Vehicle air conditioning systems include an evaporator from which refrigerant in a vapor-liquid mixture, including entrained lubricant, flows as the system operates. It is pulled from the evaporator under substantial suction by the compressor. With compressors of the fixed displacement type, that suction pressure remains high the entire time that the compressor is engaged. Because the compressor does not operate well if liquid refrigerant is drawn directly into it, an accumulator is interposed between the evaporator and compressor. The accumulator is typically a hollow cylinder, vertically mounted beneath the vehicle hood, with an inlet from the evaporator opening directly into the canister at a high point. The outlet to the compressor from the canister is indirect, through a return tube internal to the canister. The return tube has one end located just below the top of the canister, and the other end exits the canister and is connected directly to the compressor suction. Refrigerant-lubricant mixture entering the canister fills the canister from the bottom up, leaving a vapor space at the top, surrounding the open end of the return tube. Compressor suction is therefore applied to the vapor space, and vaporous refrigerant is drawn out. The accumulated liquid refrigerant and lubricant is drawn into the return tube through a small diameter metering orifice located near the bottom end of the canister, and effectively atomized, so that dense liquid does not enter the compressor.

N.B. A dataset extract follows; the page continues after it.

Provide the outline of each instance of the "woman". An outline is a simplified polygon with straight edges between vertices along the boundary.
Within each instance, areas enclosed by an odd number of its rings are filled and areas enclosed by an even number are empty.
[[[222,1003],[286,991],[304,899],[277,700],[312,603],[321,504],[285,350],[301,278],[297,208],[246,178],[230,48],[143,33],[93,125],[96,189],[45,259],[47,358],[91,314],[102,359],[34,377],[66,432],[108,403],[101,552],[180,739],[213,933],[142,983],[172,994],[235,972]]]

The shape of the return tube within the canister is dictated by underhood space and compressor line routing. Ideally, the return tube will be able to exit the canister from a high point, comparable to the inlet. If so, the return tube can be given a U shape, with the bend or bight of the U located near the bottom of the canister, incorporating the bleed orifice. This gives the advantage of acting like a sink trap, and preventing drain down through the orifice into the compressor when the compressor is not operating. In some circumstances, the only feasible exit point for the return tube is out the bottom of the canister, usually the bottom center. In that case, the return tube is straight, not U shaped, and there is no sink trap effect. The bleed orifice still must be near the bottom of the return tube, so it is possible for liquid to drain down through the orifice, small as it is, given enough time. One possible solution to this problem is disclosed in co-assigned U.S. patent application Ser. No. 08/148,236, U.S. Pat. No. 5,347,829. There, a novel return tube has a closely packed bent shape which places a sink trap type bend inside the canister, even though the exit to the compressor is through the bottom of the canister. Therefore, drain down is prevented. However, that particular return tube may not fit in all bottom feed canisters.
Another possible solution to drain down in a bottom feed accumulator is disclosed in co pending, co assigned U.S. application Ser. No. 08/130,399, filed Oct. 1, 1993. Instead of a bleed orifice near the lower end of the straight return tube, a separate, small diameter pick up tube runs parallel to the return tube from a pick up point at the bottom of the canister and into the return tube at a high point. Compressor suction acts through the pick up tube to draw out accumulated liquid. When the system is off, liquid can accumulate to a height equal to the point where the pick up tube enters the return tube, without draining into the return tube. Not all compressors may provide enough suction to act through the entire length of the thin pick up tube, however.